"The Avoidance of Suffering"

"The Avoidance of Suffering"
 by Carolyn Baker
"In the late-nineteenth and early-twentieth centuries, Sigmund Freud cultivated a very dark perception of humanity as he assessed the baser instincts largely repressed in the human unconscious. His pupil who became the famous Swiss psychologist, Carl Jung, acknowledged the dark side of humanity which drove Freud to utter despair but unlike Freud, Jung came to believe that the dark side was a necessary ally in transforming human consciousness. He spent decades studying myriad spiritual teachers, mythologies, and archetypes of the unconscious, and championed the sacred in nature and in the human psyche; however, Jung insisted that, "We must beware of thinking of good and evil as absolute opposites. The criterion of ethical action can no longer consist in the simple view that good has the force of a categorical imperative, while so-called evil can resolutely be shunned. Recognition of the reality of evil necessarily relativizes the good, and the evil likewise, converting both into halves of a paradoxical whole."

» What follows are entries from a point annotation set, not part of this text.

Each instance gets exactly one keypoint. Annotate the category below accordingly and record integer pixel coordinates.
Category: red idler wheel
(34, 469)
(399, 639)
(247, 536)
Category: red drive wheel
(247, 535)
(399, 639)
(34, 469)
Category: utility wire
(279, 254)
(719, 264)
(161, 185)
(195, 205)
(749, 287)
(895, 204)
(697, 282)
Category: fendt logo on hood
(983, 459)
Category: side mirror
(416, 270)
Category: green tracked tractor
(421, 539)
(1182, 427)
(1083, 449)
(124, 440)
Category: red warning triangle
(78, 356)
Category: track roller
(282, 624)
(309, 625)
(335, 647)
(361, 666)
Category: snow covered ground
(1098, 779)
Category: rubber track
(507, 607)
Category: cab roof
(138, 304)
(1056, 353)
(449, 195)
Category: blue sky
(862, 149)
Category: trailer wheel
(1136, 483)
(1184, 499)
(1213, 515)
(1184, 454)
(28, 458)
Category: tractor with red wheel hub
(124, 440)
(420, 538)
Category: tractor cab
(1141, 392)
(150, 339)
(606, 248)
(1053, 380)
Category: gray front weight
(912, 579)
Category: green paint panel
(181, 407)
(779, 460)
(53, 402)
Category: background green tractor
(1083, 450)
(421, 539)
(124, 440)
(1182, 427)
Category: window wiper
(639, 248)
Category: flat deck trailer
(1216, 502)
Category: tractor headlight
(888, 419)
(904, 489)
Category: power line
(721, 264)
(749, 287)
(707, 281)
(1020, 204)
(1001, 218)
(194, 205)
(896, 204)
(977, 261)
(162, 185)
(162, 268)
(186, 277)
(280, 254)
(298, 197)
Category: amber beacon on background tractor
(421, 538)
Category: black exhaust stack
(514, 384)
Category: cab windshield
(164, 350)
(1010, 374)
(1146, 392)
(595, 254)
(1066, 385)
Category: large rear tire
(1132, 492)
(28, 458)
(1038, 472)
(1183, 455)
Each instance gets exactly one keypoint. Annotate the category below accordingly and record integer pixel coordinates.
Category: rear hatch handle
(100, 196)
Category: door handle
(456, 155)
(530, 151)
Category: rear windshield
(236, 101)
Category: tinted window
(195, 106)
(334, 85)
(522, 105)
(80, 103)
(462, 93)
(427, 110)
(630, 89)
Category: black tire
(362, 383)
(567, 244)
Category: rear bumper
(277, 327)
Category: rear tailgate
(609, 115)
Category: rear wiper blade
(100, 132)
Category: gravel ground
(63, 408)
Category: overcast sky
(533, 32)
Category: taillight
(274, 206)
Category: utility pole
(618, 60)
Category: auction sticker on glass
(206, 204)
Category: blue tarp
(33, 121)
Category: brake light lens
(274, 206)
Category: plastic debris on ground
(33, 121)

In other words, according to Jung, what we call "good" and "evil" need each other and in our binary thinking are opposite poles which in reality comprise the whole of the human experience; one needs the other for completion, and particularly for the transformation of consciousness. This is why Jung adamantly declared that, "Mental illness is the avoidance of suffering." He was not referring to meaningless anguish but suffering which we endeavor to make sense of so that our genuine human purpose may be revealed to us."